Extended Data Fig. 8. Physiological consequences of reducing Pol-II elongation speed in animal models.

Extended Data Fig. 8

(a) Survival of wild-type and ama-1(m322) mutant worms conferring a slow Pol-II elongation rate (4 replicates, BR1:1.267, P < 0,0001; BR2:1.23,P < 0.0001; BR3:1, P = 0.0342; BR4:1.263,P < 0.0001, log-rank test, Mantel-cox). (b) C. elegans lifespan analysis after CRISPR/Cas9 mediated reversion of the slow RNAPII mutation. Survival curves of the strain harbouring the slow RNAPII mutation (ama-1 m322) and wild-type controls compared to worms after CRISPR/Cas9 engineered reversion of the slow mutation back to the wild type allele (ama-1 syb2315). Animals with slow Pol-II have a significantly increased lifespan.

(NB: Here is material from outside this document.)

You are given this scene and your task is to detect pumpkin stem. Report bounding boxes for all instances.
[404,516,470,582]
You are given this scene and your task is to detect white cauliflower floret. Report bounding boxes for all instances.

CRISPR/Cas9 engineered reversion restored lifespan essentially back to wild-type levels. (3 replicates; n > 300 per strain). (c) Pumping rates of wild type N2 (day 1: 47 worms, day 8: 49 worms) and ama-1 mutant (day 1: 52 worms, day 8: 48 worms) worms were measured on day 1 and day 8. Pumping rates were not significantly different on day 1, but ama-1 worms showed higher pumping rates compared to wild types on day 8, suggesting that the mutant worms are healthier at old age. The error bars represent standard deviation. (d) Ex-vivo S35 incorporation assay shows no significant difference in translation rates in female fly heads between wDah control and RpII215C4 mutants both at young (10days) and old age (50 days). N = 5 biological replicates with 25 heads per replicate. The error bars show the standard error of the mean.